Blow me a kiss from across the room
Say I look nice when I’m not
Touch my hair as you pass my chair
Little things mean a lot

Give me your arm as we cross the street
Call me at six on the dot
A line a day when you’re far away
Little things mean a lot

Don’t have to buy me diamonds and pearls
Champagne, sables or such
I never cared much for diamonds and pearls
‘Cause honestly honey, they just cost money

Give me your hand when I’ve lost the way
Give me your shoulder to cry on
Whether the day is bright or gray
Give me your heart to rely on

Send me the warmth of a secret smile
To show me you haven’t forgot
For always and ever, now and forever
Little things mean a lot

About the song, from Wikipedia:

“Little Things Mean a Lot” is a popular song written by Edith Lindeman (lyrics) and Carl Stutz (music), published in 1953. Lindeman was the leisure editor of the Richmond Times-Dispatch, and Stutz, a disc jockey from Richmond, Virginia. Stutz and Lindeman are also known for writing Perry Como’s 1959 hit, “I Know” (which reached No.47 on the U.S. Billboard chart and No.13 on the UK Singles Chart).

The best known recording of “Little Things Mean a Lot,” by Kitty Kallen (Decca 9-29037), reached No.1 on the U.S. Billboard chart in 1954

Note that the lyricist was a woman.

“Hey There” is something else again. As sung here, it’s a woman advising herself to break off an obsessive relationship with a man:

(#6)

Lately when I’m in my room
All by myself
In the solitary gloom
I call to myself

Hey there
You with the stars in your eyes
Love never made a fool of you
You use to be too wise

Hey there
You on that high flyin’ cloud
Though he won’t throw a crumb to you
You think someday he’ll come to you

Better forget him
Him with his nose in the air
He has you dancin’ on a string
Break it and he won’t care

Won’t you take this advice I hand you like a mother
Or are you not seein’ things too clear
Are you too much in love to hear?
Is it all goin’ in one ear and out the other

Hey there
You with the stars in your eyes
(Are you talking to me?)
Love never made a fool of you
(Not until now)
You used to be too wise
(Yes, I was once)

But now look at the history of the song, from Wikipedia:

“Hey There” is a show tune from the musical play The Pajama Game, written by Richard Adler and Jerry Ross. It was published in 1954. It was introduced by John Raitt in the original production. It was subsequently recorded by a number of artists. The recording by Rosemary Clooney reached #1 on Billboard’s chart in 1954. Another version was also recorded about the same time by Sammy Davis Jr., reaching #16 on Billboard’s retail chart.

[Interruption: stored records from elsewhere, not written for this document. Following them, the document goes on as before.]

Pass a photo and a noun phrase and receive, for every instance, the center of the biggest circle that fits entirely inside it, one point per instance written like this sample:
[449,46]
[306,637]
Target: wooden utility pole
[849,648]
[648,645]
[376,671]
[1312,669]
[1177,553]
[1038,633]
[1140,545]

… In the show, Sid sings it to a recording device, telling himself that he’s foolish to continue his advances to Babe. He plays the tape back, and after responding to his own comments, sings a duet with himself.

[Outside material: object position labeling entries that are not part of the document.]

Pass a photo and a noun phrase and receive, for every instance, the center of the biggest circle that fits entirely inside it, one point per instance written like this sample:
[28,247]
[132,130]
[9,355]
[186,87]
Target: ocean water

The original lyrics have been shifted to a male viewpoint — pronouns altered, “like a brother” changed to “like a mother” — and we can wonder about the consequences of this gender shift. Foolish romantic attachments are surely different in character for men and for women, and they might even be more common for men (who so often hold to a belief in The One for them) than for women, but in any case “Him with his nose in the air / He has you dancin’ on a string” doesn’t quite ring true, while (with pronouns shifted)  it sounds a lot like a man complaining about a woman he believes to be “playing him”, “leading him on”.